The Gemma Problem (And Why It Stays Server-Side)
While setting this up, we tried adding gemma-3-27b-it directly as a Continue model through the same Gemini API. The model resolves correctly — it's a valid endpoint — but hits a hard 15,000 token/minute cap regardless of whether your account is on free or paid tier.
This is a model-level limit Google applies to Gemma specifically. Upgrading billing doesn't change it.
For now, Gemma is better kept as a server-side tool — called programmatically through your MCP server where you control the call rate — rather than used as an orchestrating client. Flash and Flash Lite don't have this limitation.
One Small Detail: Use a Separate API Key
If your MCP server already calls the Gemini API for server-side tasks, your Continue client will share the same quota. Create a second API key at aistudio.google.com and assign it to your Continue config — different project, separate quota. The keys are free.

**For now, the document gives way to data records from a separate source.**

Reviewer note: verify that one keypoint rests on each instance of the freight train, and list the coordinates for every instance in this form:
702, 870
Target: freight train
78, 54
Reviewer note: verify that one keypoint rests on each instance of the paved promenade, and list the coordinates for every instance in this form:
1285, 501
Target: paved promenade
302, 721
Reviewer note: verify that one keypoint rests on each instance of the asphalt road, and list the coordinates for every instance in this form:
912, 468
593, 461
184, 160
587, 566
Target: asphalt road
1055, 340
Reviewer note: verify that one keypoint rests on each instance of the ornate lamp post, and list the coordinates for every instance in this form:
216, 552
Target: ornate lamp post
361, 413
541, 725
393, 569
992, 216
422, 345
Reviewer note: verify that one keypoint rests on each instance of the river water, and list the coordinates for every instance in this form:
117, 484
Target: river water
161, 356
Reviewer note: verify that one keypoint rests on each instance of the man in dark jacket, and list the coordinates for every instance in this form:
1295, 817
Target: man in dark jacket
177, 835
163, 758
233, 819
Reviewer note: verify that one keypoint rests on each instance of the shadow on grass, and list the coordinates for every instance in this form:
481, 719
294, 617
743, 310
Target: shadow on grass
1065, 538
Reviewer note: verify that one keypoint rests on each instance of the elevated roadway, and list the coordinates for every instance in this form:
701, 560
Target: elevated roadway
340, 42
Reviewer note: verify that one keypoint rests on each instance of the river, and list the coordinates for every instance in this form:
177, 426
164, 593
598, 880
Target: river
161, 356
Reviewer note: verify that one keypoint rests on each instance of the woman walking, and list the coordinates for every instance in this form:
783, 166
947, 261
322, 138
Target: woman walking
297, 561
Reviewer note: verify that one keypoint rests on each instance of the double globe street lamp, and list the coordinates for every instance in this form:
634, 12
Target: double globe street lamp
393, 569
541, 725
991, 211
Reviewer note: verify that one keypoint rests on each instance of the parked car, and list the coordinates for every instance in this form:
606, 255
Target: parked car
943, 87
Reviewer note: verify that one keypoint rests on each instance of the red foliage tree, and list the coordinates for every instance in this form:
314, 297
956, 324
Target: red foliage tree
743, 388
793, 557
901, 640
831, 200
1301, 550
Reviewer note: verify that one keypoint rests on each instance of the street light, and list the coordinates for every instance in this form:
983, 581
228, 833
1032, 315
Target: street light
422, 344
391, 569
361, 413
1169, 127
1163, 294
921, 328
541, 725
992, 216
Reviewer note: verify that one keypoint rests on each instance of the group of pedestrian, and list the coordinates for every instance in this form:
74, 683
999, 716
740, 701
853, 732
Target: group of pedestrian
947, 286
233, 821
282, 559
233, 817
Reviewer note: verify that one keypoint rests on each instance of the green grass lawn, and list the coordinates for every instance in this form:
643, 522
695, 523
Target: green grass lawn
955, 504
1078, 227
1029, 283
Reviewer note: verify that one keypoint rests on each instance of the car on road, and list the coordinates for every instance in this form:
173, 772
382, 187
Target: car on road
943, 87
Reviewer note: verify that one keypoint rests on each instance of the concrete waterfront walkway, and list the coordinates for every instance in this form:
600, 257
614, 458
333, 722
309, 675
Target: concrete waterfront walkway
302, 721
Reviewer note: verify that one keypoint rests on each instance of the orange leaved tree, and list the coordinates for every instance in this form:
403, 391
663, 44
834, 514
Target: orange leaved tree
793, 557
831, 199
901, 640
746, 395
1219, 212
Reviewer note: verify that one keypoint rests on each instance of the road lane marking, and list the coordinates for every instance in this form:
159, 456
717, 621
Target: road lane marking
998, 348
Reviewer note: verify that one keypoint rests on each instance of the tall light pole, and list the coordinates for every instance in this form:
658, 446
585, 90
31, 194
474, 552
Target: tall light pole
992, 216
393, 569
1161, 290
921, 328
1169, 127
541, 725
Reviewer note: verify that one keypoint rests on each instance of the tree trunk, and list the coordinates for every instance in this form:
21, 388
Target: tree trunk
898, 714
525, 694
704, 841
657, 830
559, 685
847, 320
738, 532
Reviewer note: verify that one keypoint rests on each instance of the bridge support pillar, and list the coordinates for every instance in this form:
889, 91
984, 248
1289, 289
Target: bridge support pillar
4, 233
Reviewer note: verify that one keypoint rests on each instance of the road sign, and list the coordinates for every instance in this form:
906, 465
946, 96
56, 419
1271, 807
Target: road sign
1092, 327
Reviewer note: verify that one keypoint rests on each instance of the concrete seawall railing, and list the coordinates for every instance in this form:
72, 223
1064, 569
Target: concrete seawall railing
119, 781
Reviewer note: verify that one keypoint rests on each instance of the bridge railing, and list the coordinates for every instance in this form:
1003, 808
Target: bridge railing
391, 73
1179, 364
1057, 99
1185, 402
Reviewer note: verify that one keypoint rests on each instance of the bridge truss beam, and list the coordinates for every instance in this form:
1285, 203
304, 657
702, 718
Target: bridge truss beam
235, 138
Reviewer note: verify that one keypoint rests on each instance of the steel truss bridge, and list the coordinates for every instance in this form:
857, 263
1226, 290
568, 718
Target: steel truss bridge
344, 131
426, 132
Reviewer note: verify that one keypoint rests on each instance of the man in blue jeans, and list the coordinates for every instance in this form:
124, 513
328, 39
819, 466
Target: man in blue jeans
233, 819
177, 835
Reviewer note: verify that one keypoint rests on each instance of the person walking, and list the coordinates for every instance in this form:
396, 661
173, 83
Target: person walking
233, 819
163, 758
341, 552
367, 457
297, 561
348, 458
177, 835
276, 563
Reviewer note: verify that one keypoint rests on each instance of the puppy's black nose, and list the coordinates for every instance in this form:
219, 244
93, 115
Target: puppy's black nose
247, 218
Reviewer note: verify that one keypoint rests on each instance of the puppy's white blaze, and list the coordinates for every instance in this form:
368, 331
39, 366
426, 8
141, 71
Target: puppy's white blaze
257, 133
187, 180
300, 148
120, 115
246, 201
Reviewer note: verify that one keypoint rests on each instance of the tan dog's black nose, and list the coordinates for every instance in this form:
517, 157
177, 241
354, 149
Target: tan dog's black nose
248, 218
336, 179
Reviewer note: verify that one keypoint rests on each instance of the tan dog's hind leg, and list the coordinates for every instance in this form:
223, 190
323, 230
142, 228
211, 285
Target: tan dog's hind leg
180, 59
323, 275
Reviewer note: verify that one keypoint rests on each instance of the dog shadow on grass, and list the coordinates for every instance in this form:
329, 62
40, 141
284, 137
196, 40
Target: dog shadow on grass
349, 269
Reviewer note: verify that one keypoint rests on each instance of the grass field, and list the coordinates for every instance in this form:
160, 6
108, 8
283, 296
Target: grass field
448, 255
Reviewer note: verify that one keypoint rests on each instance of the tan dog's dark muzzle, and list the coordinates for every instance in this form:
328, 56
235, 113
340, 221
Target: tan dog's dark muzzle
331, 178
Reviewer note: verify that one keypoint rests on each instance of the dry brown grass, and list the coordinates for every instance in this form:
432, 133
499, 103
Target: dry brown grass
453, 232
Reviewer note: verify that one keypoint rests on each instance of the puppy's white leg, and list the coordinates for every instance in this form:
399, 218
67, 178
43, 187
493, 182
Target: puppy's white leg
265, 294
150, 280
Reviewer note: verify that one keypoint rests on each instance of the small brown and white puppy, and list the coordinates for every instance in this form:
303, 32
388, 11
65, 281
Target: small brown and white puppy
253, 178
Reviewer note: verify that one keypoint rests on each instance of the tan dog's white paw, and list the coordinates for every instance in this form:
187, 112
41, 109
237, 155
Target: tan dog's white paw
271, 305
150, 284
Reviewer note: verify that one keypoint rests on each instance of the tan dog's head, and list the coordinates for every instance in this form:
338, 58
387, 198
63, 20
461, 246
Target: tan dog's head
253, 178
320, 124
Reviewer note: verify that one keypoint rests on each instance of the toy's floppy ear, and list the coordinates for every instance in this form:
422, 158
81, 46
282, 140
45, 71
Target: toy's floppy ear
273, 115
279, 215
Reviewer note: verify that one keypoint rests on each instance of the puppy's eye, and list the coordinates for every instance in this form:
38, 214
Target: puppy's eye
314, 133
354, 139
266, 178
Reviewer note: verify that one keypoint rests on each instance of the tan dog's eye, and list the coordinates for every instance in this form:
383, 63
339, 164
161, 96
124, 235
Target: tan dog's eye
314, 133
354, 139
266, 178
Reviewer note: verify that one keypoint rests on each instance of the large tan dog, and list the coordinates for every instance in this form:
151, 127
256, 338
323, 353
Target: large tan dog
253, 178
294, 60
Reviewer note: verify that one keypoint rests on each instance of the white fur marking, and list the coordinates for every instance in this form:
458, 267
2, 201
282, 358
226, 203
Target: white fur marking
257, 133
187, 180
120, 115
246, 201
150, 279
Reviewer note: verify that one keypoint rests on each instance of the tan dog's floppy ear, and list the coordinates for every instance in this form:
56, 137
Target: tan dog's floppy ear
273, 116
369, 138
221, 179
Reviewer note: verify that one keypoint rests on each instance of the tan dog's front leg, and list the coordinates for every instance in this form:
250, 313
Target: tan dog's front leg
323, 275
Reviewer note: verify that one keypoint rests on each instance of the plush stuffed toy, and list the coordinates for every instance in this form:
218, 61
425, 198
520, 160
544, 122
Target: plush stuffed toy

# Continue config — dedicated key
models:
- name: Gemini 2.5 Flash
provider: gemini
model: gemini-2.5-flash
apiKey: YOUR_CONTINUE_ONLY_KEY
What Continue Can't Do
Continue with Gemini has full access to your MCP tools. What it doesn't have is everything outside the MCP protocol — SSH access, file editing, bash execution. Those remain Claude Code territory.
In practice the split is clean:
- Tool calls, data queries, writes to external services → Continue + Gemini
- Server config, file edits, deployments → Claude Code
Continue becomes your always-available lightweight client for data work. Claude Code handles infrastructure changes.
The Bottom Line
The Gemini CLI approach works, but it trades simplicity for flexibility most developers don't need. If you're already in VS Code and already have an MCP server running, a twelve-line YAML edit gets you a fully functional second client without touching the terminal.
Your MCP server already abstracts your tools away from any single provider. This just completes that architecture on the client side.